Заповедник

Олениной никто бы сорок не дал. А между тем сорок исполнялось день в день с юбилеем компании. Ну, и отмечать на работе собирались все кучей: два юбилея (без упоминания возраста шефини, конечно) и невиданный успех: компания начала торговаться на Лондонской бирже и выросла вдвое.
Чтоб оценить масштаб этого события надо знать историю. И компании, и Олениной – «цифровой Золушки», как зовут ее в желтой прессе.
Девочка-зубрилка с прикладной математики из 90-х безо всяких «ляг под начальника», «купи-продай», «поставь утюг на пузо», «отожми и приватизируй», только силой мысли создает бизнес, придумывает антивирус, которых и без того на рынке полно, но который почему-то теснит импортных собратьев. Потом еще продукты. Сначала робко: русификатор, менеджер загрузки, плейер, потом почта, банк, телеграф… тьфу… то есть, браузер, и, наконец, собственная соцсеть и на подходе – операционная система. И компания растет, растет и вырастает до мегахолдинга. И вот - Оленина на вершине. Ей сорок, компании двадцать, прекрасная семья, неиспорченные дети, верный муж-соратник, светлые дали, отменное здоровье…

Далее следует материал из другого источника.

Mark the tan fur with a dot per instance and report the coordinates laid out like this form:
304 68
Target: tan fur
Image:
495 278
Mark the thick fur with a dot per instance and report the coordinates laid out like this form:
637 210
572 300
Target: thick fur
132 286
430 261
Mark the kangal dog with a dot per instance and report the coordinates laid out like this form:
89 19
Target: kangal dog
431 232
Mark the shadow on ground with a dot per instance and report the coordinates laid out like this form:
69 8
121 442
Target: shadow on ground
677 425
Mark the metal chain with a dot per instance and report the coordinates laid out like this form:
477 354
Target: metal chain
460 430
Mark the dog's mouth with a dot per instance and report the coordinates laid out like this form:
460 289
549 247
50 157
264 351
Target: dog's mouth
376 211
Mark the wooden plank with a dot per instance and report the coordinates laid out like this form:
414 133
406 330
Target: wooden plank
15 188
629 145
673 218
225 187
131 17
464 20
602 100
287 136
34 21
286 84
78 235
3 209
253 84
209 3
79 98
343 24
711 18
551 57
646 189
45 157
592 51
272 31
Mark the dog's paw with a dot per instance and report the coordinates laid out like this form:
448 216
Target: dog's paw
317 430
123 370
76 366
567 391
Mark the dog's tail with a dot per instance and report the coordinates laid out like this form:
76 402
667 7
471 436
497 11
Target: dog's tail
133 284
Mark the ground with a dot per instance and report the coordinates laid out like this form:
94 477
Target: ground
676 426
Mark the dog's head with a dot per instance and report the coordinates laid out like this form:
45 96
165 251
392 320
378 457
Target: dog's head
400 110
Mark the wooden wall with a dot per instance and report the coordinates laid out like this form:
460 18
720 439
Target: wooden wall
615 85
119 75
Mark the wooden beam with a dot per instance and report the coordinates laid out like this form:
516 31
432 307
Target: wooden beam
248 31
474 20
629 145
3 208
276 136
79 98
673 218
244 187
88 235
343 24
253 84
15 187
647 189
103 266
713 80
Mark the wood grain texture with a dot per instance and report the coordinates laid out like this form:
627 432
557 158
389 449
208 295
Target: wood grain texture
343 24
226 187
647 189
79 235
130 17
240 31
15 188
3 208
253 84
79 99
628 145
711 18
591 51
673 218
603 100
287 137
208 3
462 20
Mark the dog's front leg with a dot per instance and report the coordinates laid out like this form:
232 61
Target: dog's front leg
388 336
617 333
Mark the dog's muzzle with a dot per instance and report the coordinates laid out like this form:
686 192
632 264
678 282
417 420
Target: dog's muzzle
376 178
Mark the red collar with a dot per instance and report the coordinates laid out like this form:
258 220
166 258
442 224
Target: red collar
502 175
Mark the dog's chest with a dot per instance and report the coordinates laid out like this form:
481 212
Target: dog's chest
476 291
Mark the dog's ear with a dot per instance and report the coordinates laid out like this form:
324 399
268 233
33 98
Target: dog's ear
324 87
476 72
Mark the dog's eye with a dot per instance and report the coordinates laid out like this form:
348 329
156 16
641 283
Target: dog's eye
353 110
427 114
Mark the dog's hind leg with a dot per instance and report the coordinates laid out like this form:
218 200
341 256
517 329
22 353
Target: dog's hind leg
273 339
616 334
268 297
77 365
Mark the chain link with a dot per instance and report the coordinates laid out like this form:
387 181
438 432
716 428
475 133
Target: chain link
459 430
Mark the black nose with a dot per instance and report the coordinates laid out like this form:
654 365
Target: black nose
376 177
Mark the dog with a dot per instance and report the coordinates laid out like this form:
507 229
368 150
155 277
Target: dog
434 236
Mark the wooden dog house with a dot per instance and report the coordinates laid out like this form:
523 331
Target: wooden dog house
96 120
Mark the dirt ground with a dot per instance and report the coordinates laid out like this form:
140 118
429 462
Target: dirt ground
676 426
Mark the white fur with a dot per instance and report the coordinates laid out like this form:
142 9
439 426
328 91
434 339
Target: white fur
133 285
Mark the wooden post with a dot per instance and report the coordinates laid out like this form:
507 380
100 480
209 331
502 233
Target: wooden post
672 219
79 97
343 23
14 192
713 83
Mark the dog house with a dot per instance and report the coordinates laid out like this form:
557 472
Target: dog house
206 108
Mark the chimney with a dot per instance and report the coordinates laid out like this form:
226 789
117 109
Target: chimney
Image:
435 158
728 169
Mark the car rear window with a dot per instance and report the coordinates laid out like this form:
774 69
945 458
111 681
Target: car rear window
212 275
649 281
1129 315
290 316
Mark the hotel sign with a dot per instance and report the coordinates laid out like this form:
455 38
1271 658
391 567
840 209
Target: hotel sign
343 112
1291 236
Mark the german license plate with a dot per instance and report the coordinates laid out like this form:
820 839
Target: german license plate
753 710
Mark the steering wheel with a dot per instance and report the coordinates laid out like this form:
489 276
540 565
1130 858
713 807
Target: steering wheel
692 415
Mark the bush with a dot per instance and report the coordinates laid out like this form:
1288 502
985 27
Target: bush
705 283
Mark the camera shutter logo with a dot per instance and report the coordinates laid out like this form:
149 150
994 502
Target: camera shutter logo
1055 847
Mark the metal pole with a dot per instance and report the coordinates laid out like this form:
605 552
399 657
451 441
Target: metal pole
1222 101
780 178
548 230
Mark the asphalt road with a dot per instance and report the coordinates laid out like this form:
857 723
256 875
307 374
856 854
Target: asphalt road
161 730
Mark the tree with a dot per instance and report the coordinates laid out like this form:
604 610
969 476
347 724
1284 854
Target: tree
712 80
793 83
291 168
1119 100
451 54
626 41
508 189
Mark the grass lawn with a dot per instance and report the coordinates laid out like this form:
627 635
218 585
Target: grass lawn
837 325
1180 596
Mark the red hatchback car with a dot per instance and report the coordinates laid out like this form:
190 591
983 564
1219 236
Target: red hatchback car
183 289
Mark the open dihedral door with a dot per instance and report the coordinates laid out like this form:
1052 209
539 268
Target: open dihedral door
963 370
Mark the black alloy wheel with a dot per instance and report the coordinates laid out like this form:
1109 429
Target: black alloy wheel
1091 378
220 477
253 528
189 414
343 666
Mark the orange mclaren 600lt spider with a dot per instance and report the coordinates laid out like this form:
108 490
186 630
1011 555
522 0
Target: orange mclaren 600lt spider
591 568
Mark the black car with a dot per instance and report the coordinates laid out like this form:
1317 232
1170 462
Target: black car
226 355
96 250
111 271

Вот именно со здоровьем и именно, когда Оленину чествовали на фирме и искренне (что редкость) признавались ей в любви подчиненные, а она ответил зажигательной речью, что-то пошло не так. Оленина попросту вдруг побледнела и брякнулась, как куль. Честно говоря, странности в течение последнего года уже случались. Однажды Оленина вдруг безо всякой серьезной причины, слово за слово, запустила вазой в любимую бессменную секретаршу Анну Филипповну. Потом, рыдая, просила у нее прощения. Она вообще стала вдруг беспричинно рыдать в самые неподходящие моменты, и сама не могла объяснить, почему. Просто подкатывало. Потом чуть не подралась с Трофимовым, сотрудником известным свое медлительностью. А однажды - застряла в лифте, и на нее нашел такой панический страх, что, пока ремонтировали, орала, как зарезанная, на весь офис. А теперь вот – обморок.
Эскулапы озадачили. Сердце в порядке. Голова тоже. Вредных привычек отродясь не было. Фитнесс, здоровое питание, чистая совесть. Переутомление? Да, вроде, старалась не загонять себя. Не девочка, понимает, что силы надо беречь.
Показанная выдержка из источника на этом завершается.